Publication : Gender, Religion, and Migration: Pathways of Integration

Edited by Glenda Tibe Bonifacio and Vivienne SM. Angeles. Lexington Books - Nov. 2009, 214 pp.

"This edited volume makes a major intervention into the field of migration studies by charting new ground through the vectors of gender and religion. The editors have skillfully managed to arrange provocative essays that cut across multiple disciplines, geographical sites, research methodologies, and religious orientations. A major facet of this critical work is the way it gives significant space to the gendered realities of both women and men. All together, it promises to alter forever the way we think about migratory processes and the religiously gendered lives of those who dare to move."—Zain Abdullah, author of Black Mecca: The African Muslims of Harlem (Oxford University Press).

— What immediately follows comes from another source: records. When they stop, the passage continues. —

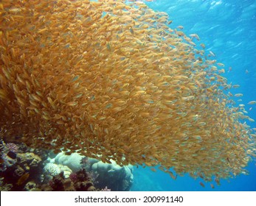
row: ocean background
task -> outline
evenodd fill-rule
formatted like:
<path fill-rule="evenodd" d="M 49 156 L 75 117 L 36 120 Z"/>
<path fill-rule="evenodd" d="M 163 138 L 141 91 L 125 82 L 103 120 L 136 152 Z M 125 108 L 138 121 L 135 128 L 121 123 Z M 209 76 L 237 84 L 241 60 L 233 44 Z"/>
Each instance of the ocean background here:
<path fill-rule="evenodd" d="M 243 104 L 249 116 L 256 119 L 256 1 L 246 0 L 158 0 L 146 4 L 153 10 L 165 12 L 173 21 L 170 27 L 183 26 L 186 35 L 196 33 L 204 43 L 206 51 L 215 54 L 217 62 L 225 65 L 225 74 L 229 83 L 241 85 L 232 93 L 241 93 L 242 98 L 234 98 L 237 104 Z M 200 48 L 198 46 L 198 48 Z M 242 102 L 238 102 L 239 99 Z M 209 111 L 210 113 L 210 111 Z M 252 128 L 255 122 L 246 122 Z M 221 185 L 215 188 L 198 178 L 194 180 L 187 174 L 176 180 L 170 175 L 156 169 L 134 168 L 134 191 L 256 191 L 256 161 L 250 162 L 246 169 L 249 175 L 241 174 L 233 179 L 221 180 Z M 156 168 L 157 168 L 157 167 Z M 201 182 L 205 187 L 200 185 Z"/>

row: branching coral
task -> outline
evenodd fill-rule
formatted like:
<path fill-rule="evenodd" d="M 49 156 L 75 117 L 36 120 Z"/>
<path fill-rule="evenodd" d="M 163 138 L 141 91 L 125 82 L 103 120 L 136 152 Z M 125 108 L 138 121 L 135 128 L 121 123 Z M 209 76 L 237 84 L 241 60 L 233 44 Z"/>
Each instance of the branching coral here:
<path fill-rule="evenodd" d="M 243 172 L 255 135 L 222 65 L 166 13 L 123 1 L 1 1 L 3 137 L 205 180 Z"/>

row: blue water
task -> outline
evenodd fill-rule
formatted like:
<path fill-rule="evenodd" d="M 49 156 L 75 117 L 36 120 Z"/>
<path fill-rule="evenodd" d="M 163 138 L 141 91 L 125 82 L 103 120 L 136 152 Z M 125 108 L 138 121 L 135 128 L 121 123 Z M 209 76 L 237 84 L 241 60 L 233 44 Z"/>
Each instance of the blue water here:
<path fill-rule="evenodd" d="M 246 0 L 158 0 L 147 4 L 154 10 L 168 13 L 173 23 L 170 27 L 184 26 L 187 35 L 196 33 L 207 51 L 215 54 L 215 59 L 225 65 L 224 74 L 229 82 L 241 87 L 231 92 L 242 93 L 243 102 L 249 116 L 256 119 L 256 104 L 247 103 L 256 100 L 256 1 Z M 249 122 L 252 127 L 256 123 Z M 200 185 L 201 180 L 188 175 L 172 180 L 161 171 L 148 168 L 134 169 L 134 183 L 131 191 L 256 191 L 256 161 L 252 161 L 247 170 L 249 175 L 221 180 L 221 185 Z"/>

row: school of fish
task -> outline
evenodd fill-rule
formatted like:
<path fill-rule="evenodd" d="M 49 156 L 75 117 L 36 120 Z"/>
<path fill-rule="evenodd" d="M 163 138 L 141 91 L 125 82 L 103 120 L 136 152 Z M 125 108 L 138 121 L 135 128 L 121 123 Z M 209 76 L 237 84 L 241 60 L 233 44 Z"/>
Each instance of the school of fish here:
<path fill-rule="evenodd" d="M 0 1 L 1 136 L 173 179 L 247 174 L 256 136 L 239 85 L 198 35 L 129 1 Z"/>

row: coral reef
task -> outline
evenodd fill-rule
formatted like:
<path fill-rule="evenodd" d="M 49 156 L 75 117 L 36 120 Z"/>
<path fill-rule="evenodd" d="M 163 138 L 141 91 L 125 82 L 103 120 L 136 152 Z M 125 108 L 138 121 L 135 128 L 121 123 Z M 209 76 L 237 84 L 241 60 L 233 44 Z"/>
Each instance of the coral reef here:
<path fill-rule="evenodd" d="M 94 191 L 97 189 L 84 169 L 72 174 L 71 177 L 65 178 L 63 172 L 55 176 L 49 183 L 42 185 L 41 191 Z"/>
<path fill-rule="evenodd" d="M 223 64 L 166 13 L 125 2 L 1 1 L 4 140 L 205 181 L 245 174 L 256 135 Z"/>
<path fill-rule="evenodd" d="M 76 172 L 81 168 L 81 159 L 83 156 L 78 153 L 72 153 L 70 155 L 66 155 L 64 152 L 60 152 L 52 160 L 56 164 L 61 164 L 68 166 L 73 172 Z"/>
<path fill-rule="evenodd" d="M 94 185 L 97 188 L 104 189 L 105 187 L 111 191 L 129 191 L 133 183 L 133 166 L 120 166 L 115 161 L 111 160 L 111 163 L 104 163 L 94 158 L 90 158 L 82 156 L 78 153 L 72 153 L 70 155 L 65 154 L 64 152 L 60 152 L 54 158 L 48 158 L 44 168 L 46 180 L 51 180 L 56 174 L 60 172 L 60 167 L 66 166 L 72 170 L 72 173 L 69 175 L 65 175 L 73 180 L 76 176 L 76 172 L 82 168 L 85 169 L 90 177 Z M 50 174 L 51 177 L 47 177 Z"/>
<path fill-rule="evenodd" d="M 1 191 L 27 191 L 41 182 L 42 163 L 46 157 L 44 150 L 2 141 L 0 148 Z"/>

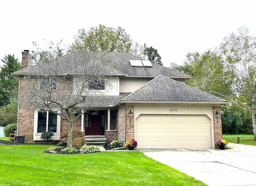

Gender, Religion and Migration is the first multidisciplinary collection on the intersection of gender and religion in the integration of different groups of immigrants, migrant workers, youths, and students in host societies in Asia-Pacific, Europe, Latin America and North America. It investigates the linkages and tensions between religion and integration from a gendered perspective. By examining the contemporary significance of religion in the context of global migrations, the fifteen research-based essays provide new insights and perspectives on the often missed link between the differing ways in which male and female immigrants find meanings of faith-beliefs and religious traditions to belong in foreign lands, even residents' faith-based activism involving illegal migrants. While religion provides mechanisms for negotiating immigrant life in the host countries, it also inhibits integration of immigrants especially in countries where the majority religion is different. This dual phenomenon of religion promoting and inhibiting integration is critically examined in the lives of Filipinos, Brazilians, Indians, Polish, Mexicans, Vietnamese, Kenyans, Nigerians, and Middle Eastern peoples. The book also engages various theories on gender, religion and migration and demonstrates the fluidity of gender construction as people cross borders.


List of Contributors
Vivienne S. M. Angeles, Michiel Baas, Synnøve Bendixsen, Krystyna Bleszynka, Glenda Tibe Bonifacio, Cristina Maria de Castro, Wafa Chafic, Gemma Tulud Cruz, Gertrud Hüwelmeier, Helene Pristed Nielsen, Lilian Odera, Abolade Ezekiel Olagoke, Connie Oxford, Hugo Córdova Quero, Patricia Ruiz-Navarro, Sonia Ben Soltane, Jamel Stambouli, and Marek Szopski

About the Editors
Glenda Tibe Bonifacio is assistant professor of women's studies at University of Lethbridge.
Vivienne SM. Angeles is assistant professor of religion at La Salle University and co-editor of Identity in Crossroads Civilisations: Ethnicity, Nationalism and Globalism in Asia.